OCR Performance Measures for F latbed Scanner vs BookDrive DIY 100 90 87 97 85 89 97 87 1000 99 99 99 99 100 80 70 60 50 Flatbed (200 dpi) Flatbed (300 dpi) BookDrive DIY (200 dpi) BookDrive DIY (300 dpi) 'Image Quality' 'Confidence' 'Accuracy' The chart above shows OCR performance measures based on images from the flatbed scanner versus BookDrive DIY. Note that figures represent percentage values rounded to 1 decimal place and floored to the nearest whole number. Conclusion Becausee the flatbed scanner produced poor images characterized by a dark fuzzy region near the page binding, OCR Accuracy was very low and a high percentage of printed type (in this region) was missed entirely. This is reflected in the low Image Quality rating. At a higher resolution (300dpi) some of this type was more recognizable but most of it was interpreted incorrectly and in real terms there was no overall improvement in Confidence. BookDrive DIY produced high quality images without dark shady regions and OCR Accuracy was extremely highh on these samples. Increasing the image resolution had no real impact on either Confidence or Accuracy, however; the 300dpi samples seemed to produce slightly better figures.

The chart above shows OCR Accuracy based on images from the flatbed scanner versus BookDrive DIY. Note that figures represent percentage values rounded to 1 decimal place and floored to the nearest whole number. In summary, BookDrive DIY produced better images than the flatbed scanner with clear text and an undisputable text-area boundary.
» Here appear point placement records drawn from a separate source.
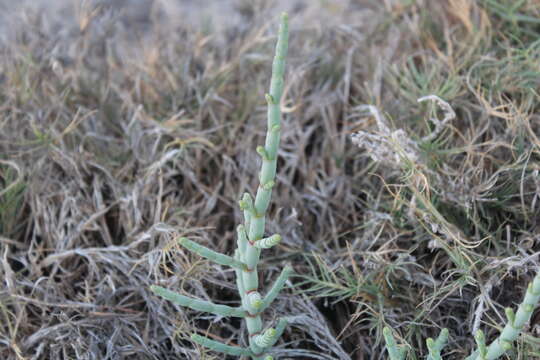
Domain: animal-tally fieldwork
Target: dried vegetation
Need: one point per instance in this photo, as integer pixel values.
(116, 137)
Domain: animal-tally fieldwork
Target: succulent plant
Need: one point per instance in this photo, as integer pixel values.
(512, 329)
(250, 239)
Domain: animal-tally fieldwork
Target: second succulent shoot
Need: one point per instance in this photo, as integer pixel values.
(250, 238)
(514, 325)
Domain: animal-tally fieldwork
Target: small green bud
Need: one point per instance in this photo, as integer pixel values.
(266, 339)
(262, 151)
(510, 315)
(269, 185)
(254, 299)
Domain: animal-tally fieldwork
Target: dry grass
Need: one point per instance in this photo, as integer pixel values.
(114, 138)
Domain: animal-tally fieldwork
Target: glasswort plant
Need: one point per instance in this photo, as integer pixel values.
(250, 238)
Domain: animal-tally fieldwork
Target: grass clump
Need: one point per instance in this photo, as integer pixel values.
(115, 121)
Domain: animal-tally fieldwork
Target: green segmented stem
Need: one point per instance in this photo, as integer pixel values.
(197, 304)
(514, 324)
(396, 352)
(435, 346)
(255, 213)
(217, 346)
(250, 239)
(205, 252)
(268, 242)
(278, 285)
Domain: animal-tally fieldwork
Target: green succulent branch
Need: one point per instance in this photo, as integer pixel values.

BookDrive DIY employs a v-shaped cradle and transparent platen to gently sandwich the book and ensure pages stay flat while scanning. Digital cameras are mounted either side of the cradle so that their focal planes are parallel to the pages of the book. This gives the best perspective for capturing the entire page, without having to lay the book out flat, while the lighting environment ensures that no dark fuzzy regions show up near the page binding. Discussion While conducting this test we made every attempt to ensure scanning was carried out in a consistent manner and numbers were reported correctly, however; more accurate testing (including multiple scans of every page), a larger sample base to include other print sources and more thorough checking of OCR output, among other improvements would have undoubtedly produced more precise figures. Having said that, it is not our purpose to perform benchmark testing or highlight the capabilities and limitations of any particular OCR software. We used Abbyy FineReader 8.0 Professional Edition for OCR text conversion, however; we do not endorse this product and any commercially available software would have served us just as well. Similarly, we used a Lexmark X5470 scanner though any flatbed face-down scanner could have been used for the purpose of this test.